In September 1998, tripartite negotiations were initiated to deal with the issues ZCTU had raised. A new negotiating structure, the Tripartite Negotiating Forum, (TNF) was born. Though it, the ZCTU got some tax concession for workers as relief for the hardships. However these gains were short lived as inflation continued to mount.
WORKING PEOPLES CONVENTION
Realizing that the crisis was deepening, and that it was largely emanating from the issues of governance, the ZCTU, together with 40 other civic society groups organized to “working People’s Convention” towards the end of February 1999 at which they agreed to form a broad-based movement to fight for political change. The new movement was mandated with promoting labour issues and bringing to the fore those issues which the current government had failed to promote. A number of labour leaders and trade union activists were then tasked with mobilizing the masses to embark on a national sensitization campaign to drum up support for the new movement.
Had downward trend, where 86 percent of Zimbabweans are now living below the Poverty Datum Line (PDL).
Inflation, as of mid-March 2006 was pegged at 914 percent. The purchasing power of the 1995 dollar has collapsed to below 2 cent, implying that, what two cents could buy in 1995 is what one dollar buys today. Industry which used to account for 26 percent of GDP, now accounts for only less than 15 percent. Unemployment is estimated at over 70 percent of the labour force.
The ZCTU, which at present had 36 affiliates, has been adversely affected by the crisis. Trade union rights have been undermined and abused through various ways. Firstly, trade union leaders could no longer visit their members on farms following farm invasions. Given that the agricultural sector is the largest employing sector in the economy, accounting for the third of formal sector employment, this means the labour movement had been cut off from its biggest sector. As a result, trade union membership declined form almost 200 000 in 1999 to 143 as at October 2002.
Secondly, as a way of undermining the ZCTU, government registered another federation, the Zimbabwe Federation of Trade Unions (ZFTU) as a rival centre. The membership of the ZFTU is not known. However through state patronage, it worked on the destabilization of the ZCTU affiliates. Splinter unions have sprouted in recent years.
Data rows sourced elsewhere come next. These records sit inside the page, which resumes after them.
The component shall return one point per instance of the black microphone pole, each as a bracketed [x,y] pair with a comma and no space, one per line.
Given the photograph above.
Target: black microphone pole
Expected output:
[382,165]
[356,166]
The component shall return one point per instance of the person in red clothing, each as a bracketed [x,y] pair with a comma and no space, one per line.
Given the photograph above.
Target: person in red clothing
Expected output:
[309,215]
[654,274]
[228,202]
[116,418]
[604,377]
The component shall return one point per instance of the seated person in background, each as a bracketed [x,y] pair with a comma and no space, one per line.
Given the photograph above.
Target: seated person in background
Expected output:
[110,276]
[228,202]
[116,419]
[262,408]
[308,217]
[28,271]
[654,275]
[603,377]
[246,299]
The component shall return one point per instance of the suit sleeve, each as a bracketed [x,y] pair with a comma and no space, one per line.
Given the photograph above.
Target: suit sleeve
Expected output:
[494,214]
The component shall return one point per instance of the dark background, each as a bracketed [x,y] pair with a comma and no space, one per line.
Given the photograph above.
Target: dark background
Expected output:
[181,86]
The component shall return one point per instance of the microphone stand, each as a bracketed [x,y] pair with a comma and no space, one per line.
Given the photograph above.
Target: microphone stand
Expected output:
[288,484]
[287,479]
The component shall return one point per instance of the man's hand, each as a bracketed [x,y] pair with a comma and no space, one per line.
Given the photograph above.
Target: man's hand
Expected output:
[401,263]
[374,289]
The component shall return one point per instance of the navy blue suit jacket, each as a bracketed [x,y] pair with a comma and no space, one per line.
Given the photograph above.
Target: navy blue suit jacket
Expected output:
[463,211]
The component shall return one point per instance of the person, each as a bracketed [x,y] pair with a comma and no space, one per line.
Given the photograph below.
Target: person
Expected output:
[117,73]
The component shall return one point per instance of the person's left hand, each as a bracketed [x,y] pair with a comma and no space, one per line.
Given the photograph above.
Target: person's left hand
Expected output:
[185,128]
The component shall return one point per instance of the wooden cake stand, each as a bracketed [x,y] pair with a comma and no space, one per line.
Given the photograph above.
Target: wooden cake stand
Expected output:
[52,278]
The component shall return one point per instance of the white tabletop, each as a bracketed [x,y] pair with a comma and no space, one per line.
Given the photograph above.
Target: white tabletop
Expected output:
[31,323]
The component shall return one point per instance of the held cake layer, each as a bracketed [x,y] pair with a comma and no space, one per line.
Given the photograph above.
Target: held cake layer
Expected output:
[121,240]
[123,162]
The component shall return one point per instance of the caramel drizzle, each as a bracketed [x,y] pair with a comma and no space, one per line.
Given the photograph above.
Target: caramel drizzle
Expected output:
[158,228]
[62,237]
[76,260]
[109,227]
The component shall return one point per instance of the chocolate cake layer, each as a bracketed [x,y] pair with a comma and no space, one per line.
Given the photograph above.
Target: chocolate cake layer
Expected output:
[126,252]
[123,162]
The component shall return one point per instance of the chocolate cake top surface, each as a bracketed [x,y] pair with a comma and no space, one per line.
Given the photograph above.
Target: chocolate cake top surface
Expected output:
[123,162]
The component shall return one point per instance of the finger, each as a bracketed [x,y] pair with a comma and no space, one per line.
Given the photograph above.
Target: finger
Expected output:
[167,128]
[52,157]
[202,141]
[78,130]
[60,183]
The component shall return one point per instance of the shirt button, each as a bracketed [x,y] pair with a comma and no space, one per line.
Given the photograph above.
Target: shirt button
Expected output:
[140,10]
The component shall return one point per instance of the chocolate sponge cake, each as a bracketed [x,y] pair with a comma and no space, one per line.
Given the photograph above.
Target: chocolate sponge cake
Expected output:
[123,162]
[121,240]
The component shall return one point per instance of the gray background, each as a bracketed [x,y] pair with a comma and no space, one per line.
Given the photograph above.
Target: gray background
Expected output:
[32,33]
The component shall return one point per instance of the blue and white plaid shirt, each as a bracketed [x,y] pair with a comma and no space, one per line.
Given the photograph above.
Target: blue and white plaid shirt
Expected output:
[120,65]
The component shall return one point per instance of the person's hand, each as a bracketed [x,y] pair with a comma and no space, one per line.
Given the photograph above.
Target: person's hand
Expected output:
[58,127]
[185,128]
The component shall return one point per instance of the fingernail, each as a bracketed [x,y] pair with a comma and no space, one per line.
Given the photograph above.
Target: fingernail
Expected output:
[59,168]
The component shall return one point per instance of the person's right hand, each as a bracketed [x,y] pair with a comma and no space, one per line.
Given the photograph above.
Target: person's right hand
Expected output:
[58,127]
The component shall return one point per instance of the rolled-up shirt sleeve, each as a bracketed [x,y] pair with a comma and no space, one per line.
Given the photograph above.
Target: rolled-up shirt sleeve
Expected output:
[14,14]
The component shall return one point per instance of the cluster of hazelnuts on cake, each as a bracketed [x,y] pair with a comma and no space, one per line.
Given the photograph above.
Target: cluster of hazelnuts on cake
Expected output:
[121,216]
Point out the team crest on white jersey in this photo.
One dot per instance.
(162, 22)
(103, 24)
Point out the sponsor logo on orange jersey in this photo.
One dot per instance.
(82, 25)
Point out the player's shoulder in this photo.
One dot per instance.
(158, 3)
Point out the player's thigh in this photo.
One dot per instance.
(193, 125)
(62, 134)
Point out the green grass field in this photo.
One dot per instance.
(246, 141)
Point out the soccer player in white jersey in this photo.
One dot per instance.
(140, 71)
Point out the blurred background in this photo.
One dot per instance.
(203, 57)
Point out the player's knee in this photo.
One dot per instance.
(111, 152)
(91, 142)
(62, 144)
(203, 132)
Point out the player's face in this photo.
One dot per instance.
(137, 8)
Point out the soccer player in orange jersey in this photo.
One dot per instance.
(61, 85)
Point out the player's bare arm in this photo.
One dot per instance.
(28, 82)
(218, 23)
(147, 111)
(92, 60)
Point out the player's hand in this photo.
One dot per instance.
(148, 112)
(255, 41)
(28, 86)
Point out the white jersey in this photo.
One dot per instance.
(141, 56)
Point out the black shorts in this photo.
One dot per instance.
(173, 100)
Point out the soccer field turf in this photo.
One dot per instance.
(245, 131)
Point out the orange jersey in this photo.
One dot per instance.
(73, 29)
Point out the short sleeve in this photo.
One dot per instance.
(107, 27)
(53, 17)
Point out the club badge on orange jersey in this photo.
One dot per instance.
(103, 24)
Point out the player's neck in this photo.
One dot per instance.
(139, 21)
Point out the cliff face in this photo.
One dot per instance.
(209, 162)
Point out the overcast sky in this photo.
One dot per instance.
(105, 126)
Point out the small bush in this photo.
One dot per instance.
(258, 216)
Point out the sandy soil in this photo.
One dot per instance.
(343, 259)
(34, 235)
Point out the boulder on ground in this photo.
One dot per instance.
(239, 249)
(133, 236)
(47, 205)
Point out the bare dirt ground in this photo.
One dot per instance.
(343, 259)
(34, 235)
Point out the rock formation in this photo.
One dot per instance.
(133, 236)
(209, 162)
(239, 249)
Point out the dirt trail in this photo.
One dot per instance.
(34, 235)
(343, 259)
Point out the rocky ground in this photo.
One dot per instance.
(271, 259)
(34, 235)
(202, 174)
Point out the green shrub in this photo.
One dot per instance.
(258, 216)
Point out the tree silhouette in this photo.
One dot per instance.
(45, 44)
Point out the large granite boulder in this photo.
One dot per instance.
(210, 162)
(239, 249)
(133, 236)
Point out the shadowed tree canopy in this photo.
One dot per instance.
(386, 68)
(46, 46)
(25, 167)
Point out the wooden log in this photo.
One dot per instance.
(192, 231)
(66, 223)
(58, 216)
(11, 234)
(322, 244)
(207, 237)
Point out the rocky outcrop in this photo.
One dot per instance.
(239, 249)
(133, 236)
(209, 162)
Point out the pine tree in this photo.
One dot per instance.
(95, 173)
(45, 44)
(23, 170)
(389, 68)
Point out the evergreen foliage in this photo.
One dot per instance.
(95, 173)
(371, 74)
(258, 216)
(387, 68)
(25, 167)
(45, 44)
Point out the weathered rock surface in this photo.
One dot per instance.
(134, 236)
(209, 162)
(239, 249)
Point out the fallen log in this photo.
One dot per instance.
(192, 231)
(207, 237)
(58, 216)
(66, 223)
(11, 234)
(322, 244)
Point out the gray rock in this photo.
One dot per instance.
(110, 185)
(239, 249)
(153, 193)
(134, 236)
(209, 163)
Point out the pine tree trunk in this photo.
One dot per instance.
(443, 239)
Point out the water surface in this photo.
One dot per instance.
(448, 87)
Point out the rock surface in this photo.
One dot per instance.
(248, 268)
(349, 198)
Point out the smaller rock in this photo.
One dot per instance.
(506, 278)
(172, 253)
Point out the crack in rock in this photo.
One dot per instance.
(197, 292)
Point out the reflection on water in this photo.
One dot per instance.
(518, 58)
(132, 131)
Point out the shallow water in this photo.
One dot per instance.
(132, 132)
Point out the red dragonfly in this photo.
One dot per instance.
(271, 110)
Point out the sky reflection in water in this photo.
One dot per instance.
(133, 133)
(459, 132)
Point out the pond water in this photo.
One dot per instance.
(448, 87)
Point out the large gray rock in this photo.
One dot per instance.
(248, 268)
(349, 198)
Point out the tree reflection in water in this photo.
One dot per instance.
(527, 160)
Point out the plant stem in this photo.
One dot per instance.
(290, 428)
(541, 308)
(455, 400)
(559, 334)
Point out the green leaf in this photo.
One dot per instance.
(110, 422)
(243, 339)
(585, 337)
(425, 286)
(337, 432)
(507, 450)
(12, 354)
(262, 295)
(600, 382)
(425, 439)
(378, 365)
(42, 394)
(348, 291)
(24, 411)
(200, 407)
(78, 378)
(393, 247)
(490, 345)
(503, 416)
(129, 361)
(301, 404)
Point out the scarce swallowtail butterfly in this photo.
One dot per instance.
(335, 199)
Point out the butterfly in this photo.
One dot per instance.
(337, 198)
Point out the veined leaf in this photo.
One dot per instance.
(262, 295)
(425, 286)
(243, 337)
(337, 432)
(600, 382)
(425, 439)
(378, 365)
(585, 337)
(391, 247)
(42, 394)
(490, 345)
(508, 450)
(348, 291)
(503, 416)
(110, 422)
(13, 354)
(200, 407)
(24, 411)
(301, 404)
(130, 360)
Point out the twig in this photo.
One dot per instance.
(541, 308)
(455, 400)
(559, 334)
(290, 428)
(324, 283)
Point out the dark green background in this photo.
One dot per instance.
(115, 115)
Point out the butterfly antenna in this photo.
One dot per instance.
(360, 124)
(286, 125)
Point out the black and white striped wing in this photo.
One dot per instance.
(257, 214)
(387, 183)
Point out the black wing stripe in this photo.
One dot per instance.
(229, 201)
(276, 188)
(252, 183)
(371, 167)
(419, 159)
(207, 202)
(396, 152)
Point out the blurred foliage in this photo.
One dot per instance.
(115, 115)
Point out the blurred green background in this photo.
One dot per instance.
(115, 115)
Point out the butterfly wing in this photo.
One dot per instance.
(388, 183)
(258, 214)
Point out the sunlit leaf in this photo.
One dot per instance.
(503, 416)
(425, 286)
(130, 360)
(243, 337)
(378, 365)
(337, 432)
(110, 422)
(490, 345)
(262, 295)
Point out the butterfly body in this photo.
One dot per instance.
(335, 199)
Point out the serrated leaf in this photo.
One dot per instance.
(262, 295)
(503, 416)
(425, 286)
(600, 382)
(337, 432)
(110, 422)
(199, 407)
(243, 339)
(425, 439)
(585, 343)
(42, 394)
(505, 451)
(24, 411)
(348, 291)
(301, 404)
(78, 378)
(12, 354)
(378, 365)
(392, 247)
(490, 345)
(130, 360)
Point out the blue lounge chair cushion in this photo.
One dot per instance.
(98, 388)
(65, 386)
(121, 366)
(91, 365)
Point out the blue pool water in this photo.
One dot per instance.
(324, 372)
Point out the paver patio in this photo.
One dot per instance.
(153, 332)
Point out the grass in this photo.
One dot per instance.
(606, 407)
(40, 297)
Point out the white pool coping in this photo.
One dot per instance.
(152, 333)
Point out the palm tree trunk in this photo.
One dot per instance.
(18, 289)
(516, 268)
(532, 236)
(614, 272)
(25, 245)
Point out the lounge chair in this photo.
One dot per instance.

In April 2001, war veterans invaded factories, to ostensibly resolve labour disputes. This disrupted the normal conduct of industrial relations. The ZCTU has recorded a number of cases where trade union officials have become a target of harassment, while ZCTU leadership are constantly under surveillance and arrest.
Thirdly, draconian legislation was used to undermine trade unionism. The President Powers (Temporary measures) Act of 1998 was promulgated to criminalize strike action, which was expanded to include stay-aways. Employers were given power to summarily dismiss anyone involved in strike action or stay-away. Until recently the law and order (Maintenance) Act was used to suppress strike activity. It has now been replaced by the Public Order and Security Act (POSA), which has incorporated the presidential Powers (Temporary Measures) of 1998.
Zimbabwe economic crisis is worsening. The economic downturn was worsened by the drought of 2002 and the HIV and AIDS pandemic. 33.7% of Zimbabwe is reported to be infected with HIV. The political and economic acheter du cialis en ligne belgique outlook remains bleak.